I end my book with the line: There's only one war: The War to Save the Environment. All other concerns are ephemeral and gone in a century or two, but hopefully nature will be here indefinitely.
The earth won't be hurt and some life will survive us but not much really.
I only remember the last line of a sf book I read 40 years ago.
Men may come and go but Earth Abides.
It was kind of comforting.
Beautifully wrote
Thanks, Lady Aly. The book does have some beautiful lines. Here's my favorite paragraph. It's especially poignant if you saw the movie Soylent Green. The only movie to take on the question of overpopulation. Gaia is the Greek mythology Titan of the Earth, wife of Uranus the Sky God.

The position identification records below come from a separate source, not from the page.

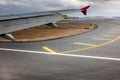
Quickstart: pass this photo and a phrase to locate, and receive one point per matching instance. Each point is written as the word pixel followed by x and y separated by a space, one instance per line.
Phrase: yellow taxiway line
pixel 48 49
pixel 91 47
pixel 101 39
pixel 86 44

... We have to switch to biophilia, love of life on Gaia. Beethoven once said that music takes over when words fail. His “Moonlight Sonata” expresses love more deeply than any love poem ever could. To describe the ineffable beauty of Gaia, I refer the reader to Edward G. Robinson's death scene in the suicide center in “Soylent Green”. To the comforting melodies of the Pastoral Symphony, he watched scenes of the pristine unsullied Earth: sheep scampering across florid meadows, trout gliding through rustling rivulets, an eagle perching in its aerie on a lofty mountaintop letting out a shrill “I'm here” caw to its mate. “You see,” said the old man straining his memory with tears in his eyes, ”You... see... I told you... (how beautiful it was!)” Ironically, Robinson died right after making this scene as if it were the culmination of his illustrious career of over a hundred movies.
@Countrywoman It's an unrecognized masterpiece. Very underrated. The only movie I know of to deal with humanity's worst problem: overpopulation. Wasn't the scene in the suicide center magnificent? Are you familiar with Beethoven's Sixth, the Pastoral? The juxtaposition of the music with the beautiful scenes of lost nature was heartbreaking, to me anyway.